Rozgrzewanie auta (wstępnie) na postoju
Witam,
Z racji że nie robie codziennie długich tras, zauważyłem że diesel szybciej nabiera temperatury w czasie jazdy gdy odpale go i pochodzi sobie z 10min. Ale naczytałem się w internecie że to szkodliwe dla silnika rozgrzewać go na postoju.. bo na zimnym silniku może paliwo przenikać do oleju. Robie już tak od Października i nie zauważyłem żeby przybywało oleju. A badam co 3 dzień. Jakie jest Wasze zdanie? Można tak robić? |
Odp: Rozgrzewanie auta (wstępnie) na postoju
Wg. przepisów nie można. Diesel od samej pracy na jałowych obrotach się nie nagrzeje. Musi pracować obciążony. Dlatego najlepiej wsiąść, uruchomić silnik, zapiąć pasy i ruszyć.
|
Odp: Rozgrzewanie auta (wstępnie) na postoju
Pomijajac przepisy :) MIeszkam w domu, mam swoj duży podwórek więc.. mnie to za bardzo nie dotyczy.
Wiem że się nie rozgrzeję, ale szybciej pożniej gdy jadę łapie temperaturę, bo przeciez jeśli jest uruchomiony to troche płyn chłodniczy podgrzewa do ok. 20-30 stopni. |
Odp: Rozgrzewanie auta (wstępnie) na postoju
Zupełnie niepotrzebny zabieg, tylko marnujesz paliwo :)
|
Odp: Rozgrzewanie auta (wstępnie) na postoju
Jak mieszkasz w domu i masz podwórko to załóż elektryczną grzałkę oleju zasilaną prądem z domu. W Skandynawii patent się sprawdza. Ekologicznie, szybko, cicho, silnik raz dwa łapie temperaturę więc i z nawiewów zaraz leci ciepłe powietrze.
|
Odp: Rozgrzewanie auta (wstępnie) na postoju
ja sobie tam 5 min wcześniej uruchamiam auta i wsiadam do auta to przynajmniej wiem, że olej jest wszędzie. tyle. nie zauważyłem na przestrzeni lat, żeby coś było nie tak a w kabinie mam ciepło. ( benzyna )
|
Odp: Rozgrzewanie auta (wstępnie) na postoju
Nie ma potrzeby rozgrzewania specjalnie przed jazdą, ale można to zrobić, szczególnie w takich warunkach jak dzisiejsze, gdy trzeba odśnieżyć auto czy choćby nawet zebrać wodę czy zdrapać lód z bocznych szyb i lusterek. Wtedy uruchamiasz auto, robisz taniec dookoła czyszcząc co trzeba, wsiadasz i jedziesz.
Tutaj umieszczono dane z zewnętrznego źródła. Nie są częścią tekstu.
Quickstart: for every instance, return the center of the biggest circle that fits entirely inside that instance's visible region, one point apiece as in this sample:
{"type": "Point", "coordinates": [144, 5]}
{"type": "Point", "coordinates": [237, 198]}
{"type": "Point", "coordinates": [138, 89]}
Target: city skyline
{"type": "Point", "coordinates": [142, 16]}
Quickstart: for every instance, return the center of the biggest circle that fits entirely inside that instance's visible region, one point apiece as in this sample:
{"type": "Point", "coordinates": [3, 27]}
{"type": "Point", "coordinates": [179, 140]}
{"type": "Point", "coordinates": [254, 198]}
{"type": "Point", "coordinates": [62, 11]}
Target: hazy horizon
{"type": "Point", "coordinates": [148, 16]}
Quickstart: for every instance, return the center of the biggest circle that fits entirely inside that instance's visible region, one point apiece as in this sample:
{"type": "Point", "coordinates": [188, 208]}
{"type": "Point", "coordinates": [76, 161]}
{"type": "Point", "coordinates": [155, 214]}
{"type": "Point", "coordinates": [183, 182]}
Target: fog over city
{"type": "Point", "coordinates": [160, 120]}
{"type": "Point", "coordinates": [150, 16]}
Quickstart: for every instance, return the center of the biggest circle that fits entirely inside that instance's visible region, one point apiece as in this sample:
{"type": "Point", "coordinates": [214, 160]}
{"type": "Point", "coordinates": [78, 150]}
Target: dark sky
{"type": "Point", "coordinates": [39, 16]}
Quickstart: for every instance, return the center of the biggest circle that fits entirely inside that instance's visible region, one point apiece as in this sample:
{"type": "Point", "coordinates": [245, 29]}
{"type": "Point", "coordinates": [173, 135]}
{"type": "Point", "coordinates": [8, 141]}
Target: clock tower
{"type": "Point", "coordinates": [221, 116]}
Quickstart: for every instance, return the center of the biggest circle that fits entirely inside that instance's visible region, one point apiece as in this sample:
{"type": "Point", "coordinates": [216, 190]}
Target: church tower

A jak jest piękna aura, to po prostu wsiadasz i jedziesz, co najwyżej przez pierwsze kilka minut nie piłujesz silnika, gdy na dworze jest zimno. |
Odp: Rozgrzewanie auta (wstępnie) na postoju
Problem w tym, że diesla na mrozie na jałowych obrotach (i jeszcze z grzaniem na full zapewne) nie rozgrzejesz, więc w rezultacie silnik jeszcze dłużej będzie chodził na zimno.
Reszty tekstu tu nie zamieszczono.